La via per giungere da Berto non parve diversa da tutte le altre strade che nel limbo portavano ovunque e in nessun posto. Il lento ondeggiare di Cenerino si dissolse sotto la luce di un lampione stradale, quando Anna si ritrovò di nuovo con il peso del corpo che premeva sui piedi. La ragazzina si guardò attorno per trovare quel gattaccio nero, ma egli era tornato a fondersi con il buio di una notte che trasudava malinconia in goccioline leggerissime di pioggia.

 

-   Dove sono?

 

Il cono di luce del lampione lentamente si disperse per il mondo circostante, che parve rischiararsi tra il fracasso di una strada come potevano essercene tante a Roma. La ragazzina cercò con lo sguardo un indizio che le potesse indicare la direzione da prendere e lesse su una targa di marmo il nome della strada "Torquato Tasso - Illustre Poeta". Fu un camioncino scoppiettante che sopraggiunse a tutto gas a metterla sulla via da seguire. Il mezzo inchiodò davanti al numero civico 145 e quando Anna vide l'autista scendere dal furgone, riconobbe anche il suo modo scavezzacollo di guidare: Si trattava proprio di Berto!

 

-   Berto!

 

Innamorata com'era di quell'uomo così pieno di sentimento, Anna lo chiamò d'impulso e quello parve voltarsi veramente nella sua direzione, tanto che la ragazzina arrossì ricordandosi che non avrebbe certo potuto riconoscerla nelle sembianze umane.
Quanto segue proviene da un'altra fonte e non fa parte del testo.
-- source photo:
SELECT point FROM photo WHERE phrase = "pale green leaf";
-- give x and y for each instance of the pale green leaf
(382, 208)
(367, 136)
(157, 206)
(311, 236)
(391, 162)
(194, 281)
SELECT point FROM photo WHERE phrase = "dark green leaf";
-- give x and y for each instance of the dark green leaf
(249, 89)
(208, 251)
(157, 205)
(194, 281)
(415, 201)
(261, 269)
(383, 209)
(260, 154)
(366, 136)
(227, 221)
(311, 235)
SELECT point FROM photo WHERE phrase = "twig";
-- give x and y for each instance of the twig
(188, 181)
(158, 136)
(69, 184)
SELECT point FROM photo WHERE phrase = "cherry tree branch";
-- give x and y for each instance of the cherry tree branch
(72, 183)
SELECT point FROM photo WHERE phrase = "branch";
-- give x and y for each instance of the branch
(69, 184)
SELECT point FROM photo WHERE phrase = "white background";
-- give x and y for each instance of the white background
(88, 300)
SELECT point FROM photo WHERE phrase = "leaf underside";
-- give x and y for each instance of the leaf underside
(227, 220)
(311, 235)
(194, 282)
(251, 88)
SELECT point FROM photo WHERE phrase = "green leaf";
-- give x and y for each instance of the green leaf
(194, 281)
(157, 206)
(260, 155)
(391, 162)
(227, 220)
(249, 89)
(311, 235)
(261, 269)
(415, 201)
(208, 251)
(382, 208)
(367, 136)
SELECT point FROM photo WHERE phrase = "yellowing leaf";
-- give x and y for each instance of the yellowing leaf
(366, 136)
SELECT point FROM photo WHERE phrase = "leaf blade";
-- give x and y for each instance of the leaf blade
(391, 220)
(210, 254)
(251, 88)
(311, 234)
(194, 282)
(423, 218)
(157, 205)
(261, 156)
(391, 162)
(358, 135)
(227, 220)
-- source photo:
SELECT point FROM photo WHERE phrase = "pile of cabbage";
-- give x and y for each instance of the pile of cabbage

C'era poco da preoccuparsi perché lo sguardo del soldato l'attraverso un paio di volte senza accorgersi che era a solo due passi da lui.

 

Oramai Anna aveva una certa dimestichezza per quanto le succedeva nel limbo e comprese subito come stavano le cose. Lei non era in qualche reminescenza del passato com'era accaduto con la sposa fantasma. Ora si trovava in un evento accaduto realmente nel passato, proprio allo stesso modo di quando era finita tra i remoti accadimenti dell'appartamento degli specchi. Fece dunque qualche saltello e si stupì di ricadere sui piedi, visto che l'altra volta, invece, ebbe i suoi problemi a galleggiare per aria come un palloncino senza peso. Per sincerarsi di quell'intuizione, Anna fece qualche versaccio al soldato che scaricava dal furgone grosse pentolacce di alluminio e poi gli urlò anche su muso, senza che questo facesse neanche una piega. Le cose dovevano stare proprio così e ora era invisibile come un fantasma.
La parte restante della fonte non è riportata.